Lower Limit of Normal

De nieuwe Astma en COPD standaarden zijn uit. Eén van de belangrijkste wijzigingen is het afkappunt wanneer we spreken van obstructie. Bij deze nieuwe interpretatie verlaten we het vaste afkappunt van 0,70 bij de FER-ratio (=FEV1/FVC-ratio) en werken we voortaan met de Lower Limit of Normal. Deze waarde doet meer recht aan de diagnosestelling COPD, omdat ouderen vanaf 60 jaar van nature een FER-ratio krijgen onder de 0,70. In de oude standaard wordt daar al melding van gemaakt, door middel van onderstaande opmerking.

In de onderstaande grafiek worden de beperkingen van de gefixeerde FER-ratio van 0,70 zichtbaar gemaakt. De schuine lijn geeft hierbij de gemiddelde fysiologische daling van de FER-ratio weer.

In deze grafiek is ook de andere consequentie van deze LLN te zien. Bij jongere patiënten met een FER-ratio net boven de 0,70 kan er toch al van obstructie gesproken worden. 

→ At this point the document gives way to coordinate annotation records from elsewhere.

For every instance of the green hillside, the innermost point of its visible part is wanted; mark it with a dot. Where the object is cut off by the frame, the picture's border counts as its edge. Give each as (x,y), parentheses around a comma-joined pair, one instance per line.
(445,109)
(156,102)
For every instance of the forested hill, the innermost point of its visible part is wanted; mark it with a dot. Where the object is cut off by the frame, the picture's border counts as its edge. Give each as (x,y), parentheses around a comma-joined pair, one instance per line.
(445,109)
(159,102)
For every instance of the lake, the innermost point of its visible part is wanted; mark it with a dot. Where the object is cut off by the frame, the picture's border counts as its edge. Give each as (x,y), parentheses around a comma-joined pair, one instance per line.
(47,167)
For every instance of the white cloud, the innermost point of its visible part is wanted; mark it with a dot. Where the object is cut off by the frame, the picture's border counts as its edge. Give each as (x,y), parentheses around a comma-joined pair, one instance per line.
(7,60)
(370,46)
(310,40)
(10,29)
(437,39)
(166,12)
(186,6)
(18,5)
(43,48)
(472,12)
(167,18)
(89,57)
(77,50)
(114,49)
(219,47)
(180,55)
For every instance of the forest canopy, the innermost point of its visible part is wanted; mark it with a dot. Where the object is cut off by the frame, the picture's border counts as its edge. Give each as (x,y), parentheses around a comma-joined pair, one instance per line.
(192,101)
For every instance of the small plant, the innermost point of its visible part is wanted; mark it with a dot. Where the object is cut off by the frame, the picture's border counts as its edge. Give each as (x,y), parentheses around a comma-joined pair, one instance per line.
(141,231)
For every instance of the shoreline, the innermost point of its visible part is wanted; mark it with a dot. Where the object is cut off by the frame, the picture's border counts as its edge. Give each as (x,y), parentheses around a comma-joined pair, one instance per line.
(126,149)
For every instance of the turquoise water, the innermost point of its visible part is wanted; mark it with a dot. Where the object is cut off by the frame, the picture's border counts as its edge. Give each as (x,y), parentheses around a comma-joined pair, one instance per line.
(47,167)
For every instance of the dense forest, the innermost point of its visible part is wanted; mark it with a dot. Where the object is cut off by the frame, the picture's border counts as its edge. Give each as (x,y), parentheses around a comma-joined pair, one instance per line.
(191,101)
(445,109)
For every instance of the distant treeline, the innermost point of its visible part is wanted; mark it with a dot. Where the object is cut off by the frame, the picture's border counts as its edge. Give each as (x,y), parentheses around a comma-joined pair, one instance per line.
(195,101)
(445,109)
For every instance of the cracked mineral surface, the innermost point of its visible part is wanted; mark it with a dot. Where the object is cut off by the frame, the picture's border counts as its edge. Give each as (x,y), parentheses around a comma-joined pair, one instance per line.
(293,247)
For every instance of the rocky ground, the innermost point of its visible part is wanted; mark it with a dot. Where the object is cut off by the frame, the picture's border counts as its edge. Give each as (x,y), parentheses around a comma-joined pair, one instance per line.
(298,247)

Deze Lower Limit of Normal (LLN) wordt voortaan weergegeven in een Z-score. De Z-score is de score die aangeeft hoeveel de FER-ratio van het gemiddelde afwijkt (lees: standaarddeviatie). Zie onderstaande grafiek.

 

 De GLI-groep 2012 adviseert bij patiënten met klachten passend bij astma of COPD een z-score < −1,64 te gebruiken om normaal van afwijkend te onderscheiden. Een z-score < −1,64 definieert de onderste 5% (5e percentiel) van een normaal verdeelde parameter zoals de FEV1of FEV1/FVC-ratio in een bepaalde populatie. Bij onderzoek in de open bevolking wordt geadviseerd als afkapwaarde een z-score < −1,96 (2,5e percentiel) te hanteren. Bij de beoordeling van meetgegevens die dicht bij de ondergrens liggen dient de normale variabiliteit binnen personen in gedachten te worden gehouden, omdat immers herhaalde meting tot een ander oordeel zou kunnen leiden. Bij een normale verdeling valt 90% van de waarden van een variabele tussen een z-score (standaarddeviatiescore) van –1,64 en +1,64 oftewel tussen het 5e en 95e percentiel. Bij spirometrie is de bovengrens van het 95e percentiel klinisch niet relevant.

Naast de verandering naar de LLN, zijn er ook nieuwe normaalwaarden aangenomen. In de oude situatie maakten we meestal gebruik van de EGKS(ECSC)-normaalwaarden bij volwassenen en de Zapletal-normaalwaarden bij kinderen. Het nadeel van deze waarden is dat ze dateerden uit de jaren ’60 en niet helemaal meer recht deden aan de huidige generatie mensen.

De nieuwe normaalwaarden worden de GLI(2012)-normaalwaarden genoemd. GLI staat voor Global Lung Initiative. Deze normaalwaarden zijn gebaseerd op een grote wereldwijde database van spirometrie gegevens, maar gelden alleen voor de FEV1, de FVC en de FEV1/FVC-ratio (=FER). Het voordeel van deze normaalwaarde is dat zij voor kinderen en volwassen gelden (3-95 jaar).

De consequentie van de GLI-normaalwaarden en het veranderde afkappunt voor obstructie is dat er een lichte verschuiving plaatsvindt in de prevalentie van de GOLD-stadia. Hieronder staat een onderzoek bij een Nederlandse huisarts met 3370 patiënten.

 

GOLD 1

GOLD 2

GOLD 3

GOLD 4

ESCS

402 (11,9%)

2100 (62,3%)

763 (22,6%)

105 (3,1%)

GLI

494 (14,7%)

2061 (61,2%)

714 (21,2%)

101 (3,0%)

Een ander gevolg van de GLI(2012) is dat je eerder zou kunnen denken aan restrictie, omdat de FVC sneller onder de 80% van voorspeld zal uitkomen.

De Carefusion software laat de uitslagen nu als volgt zien:
In de onderste rij van de tabel zien we een FEV1/FVC-ratio van 74%. Bij deze patiënt hoort daar een Z-score van -1,3 bij. Er is hier dus geen sprake van obstructie (Z-score is >-1,64) Je ziet hier ook dat de minimale waarde voor de FER 71% is; deze correspondeert dan met een Z-score van -1,64.

Deze aanpassingen zijn sindskort ook in de  nieuwe Welch Allyn software beschikbaar.